Consecutive advanced multiline therapy failure in patients with non-small-cell lung cancer (NSCLC) with BM at the authors’ hospital were retrospectively reviewed. Eligible patients were divided into two groups: Apatinib+RT group and RT group. Intracranial progression-free survival (PFS) and overall survival (OS) were analysed using the Kaplan–Meier method.

Results:

The median intracranial PFS for the RT group and Apatinib+RT group was 5.83 months and 11.81 months (p = 0.034). The median OS for the RT group and Apatinib+RT group was 9.02 months and 13.62 months (p = 0.311). The Apatinib+RT group had a better intracranial PFS, but there were no significant differences between the two arms in OS. The Apatinib+RT group had significantly reduced symptoms caused by BM.

Conclusion:

RT combined with apatinib could help to control intracranial metastases. The Apatinib+RT group had significantly reduced symptoms caused by BM and improved quality of life for patients, the safety of the two treatments was similar.

Advances in knowledge:

Here, we propose that RT combined with apatinib can significantly relieve brain symptoms and tolerate side-effects without affecting OS in patients with BM following failure of multiline therapy for NSCLC. Of course, this paper is a retrospective origin study, and more powerful evidence is needed to demonstrate.

Objectives

Lung cancer is the leading cause of cancer-associated mortality worldwide, and in China, non-small-cell lung cancer (NSCLC) represents approximately 80–85% of all lung cancers. 1,2 Central nervous system (CNS) metastasis is a prevalent and serious complication, with negative effects on quality of life (QoL) and overall survival (OS). 3 More than 10% of NSCLC patients present with brain metastasis (BM) at their first visit to hospital, 4,5 and approximately 30–40% of patients with NSCLC develop BM during the course of their disease, with a poor prognosis and a median survival of 1–4 months, without any treatment. 6 There are many therapeutic methods for BMs, including surgery, chemotherapy, targeted therapy and radiotherapy. Chemotherapy alone has been shown to extend survival by only 2–3 months in patients for whom immune or targeted therapy is not available. 7 There have some studies shown that with targeted therapy or immunotherapy could prolong survival to approximately 3–8 months. However, some patients eventually develop drug resistance after a median of 8–13 months of disease control. 8 Surgical resection or radiosurgery (SRS) combined with adjuvant WBRT prolong survival to approximately 8–11 months. 9

At present, the most common treatment for BM is still radiation therapy (RT), including stereotactic radiosurgery (SRS) and whole-brain radiotherapy (WBRT).
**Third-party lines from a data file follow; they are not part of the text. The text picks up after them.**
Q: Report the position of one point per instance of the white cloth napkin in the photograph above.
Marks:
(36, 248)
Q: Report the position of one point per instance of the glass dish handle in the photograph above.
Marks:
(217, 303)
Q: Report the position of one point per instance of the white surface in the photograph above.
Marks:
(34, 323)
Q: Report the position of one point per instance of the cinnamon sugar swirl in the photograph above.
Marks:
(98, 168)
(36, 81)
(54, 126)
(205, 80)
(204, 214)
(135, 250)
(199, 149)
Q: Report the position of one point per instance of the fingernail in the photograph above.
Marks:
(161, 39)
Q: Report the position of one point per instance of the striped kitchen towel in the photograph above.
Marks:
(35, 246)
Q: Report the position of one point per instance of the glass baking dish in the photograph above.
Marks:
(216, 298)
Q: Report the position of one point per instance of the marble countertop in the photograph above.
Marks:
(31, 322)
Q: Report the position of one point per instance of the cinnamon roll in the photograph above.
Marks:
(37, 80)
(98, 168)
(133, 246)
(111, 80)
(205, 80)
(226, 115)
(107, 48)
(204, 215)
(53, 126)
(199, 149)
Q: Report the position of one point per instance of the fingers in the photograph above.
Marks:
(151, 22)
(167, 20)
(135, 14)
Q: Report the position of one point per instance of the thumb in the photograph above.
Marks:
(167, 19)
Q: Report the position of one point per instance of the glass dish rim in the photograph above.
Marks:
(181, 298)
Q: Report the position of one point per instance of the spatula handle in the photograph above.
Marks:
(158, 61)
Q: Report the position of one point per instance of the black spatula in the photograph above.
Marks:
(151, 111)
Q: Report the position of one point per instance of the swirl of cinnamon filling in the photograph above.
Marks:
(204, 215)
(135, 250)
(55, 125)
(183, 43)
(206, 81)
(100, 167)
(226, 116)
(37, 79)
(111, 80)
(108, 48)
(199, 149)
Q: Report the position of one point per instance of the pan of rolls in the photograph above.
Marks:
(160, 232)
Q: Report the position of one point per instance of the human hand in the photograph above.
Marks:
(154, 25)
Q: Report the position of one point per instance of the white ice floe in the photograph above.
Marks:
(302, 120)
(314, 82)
WBRT is the most common method for the treatment of BMs because it is suitable for most patients and can rapidly relieve cranial nerve symptoms, with an effective rate of 70%. 10 This may be because BMs are often accompanied by brain oedema, and radiotherapy usually aggravates the oedema of the normal brain tissue to some extent. 10 Local approaches, such as surgery and SRS, are indicated in solitary or oligometastatic disease. Several chemotherapy drugs in combination with WBRT fail to improve survival because of the impenetrability of the blood–brain barrier (BBB). 11 Along with chemotherapy, many targeted agents have been developed to improve the typically dismal outcome associated with NSCLC. Irrespective of the origin and the site of metastases, the growth and survival of tumour cells depend on the establishment of an adequate blood supply, 12 which is mainly supported by neo-angiogenesis. Angiogenesis is regulated by several pro- and anti-angiogenetic factors. Among pro-angiogenetic factors, vascular endothelial growth factor (VEGF) is the most extensively studied and stimulates angiogenesis primarily through activation of vascular endothelial growth factor receptor-2 (VEGFR-2), 13 and both are commonly expressed in NSCLC. 14 The primary goal for using anti-angiogenetic therapies is to block the development of malignant neovasculature, to reduce oxygen availability in the tumour and to decrease its growth. Apatinib is an oral tyrosine kinase inhibitors (TKIs) with anti-angiogenic properties, and it is currently approved for the treatment of advanced gastric cancer. In addition, many studies have demonstrated that apatinib is effective in the treatment of advanced NSCLC, 15 and some studies suggest that apatinib has some synergistic effects with RT. 16 However, the mechanism of action of apatinib combined with RT for better control of BM is not completely clear.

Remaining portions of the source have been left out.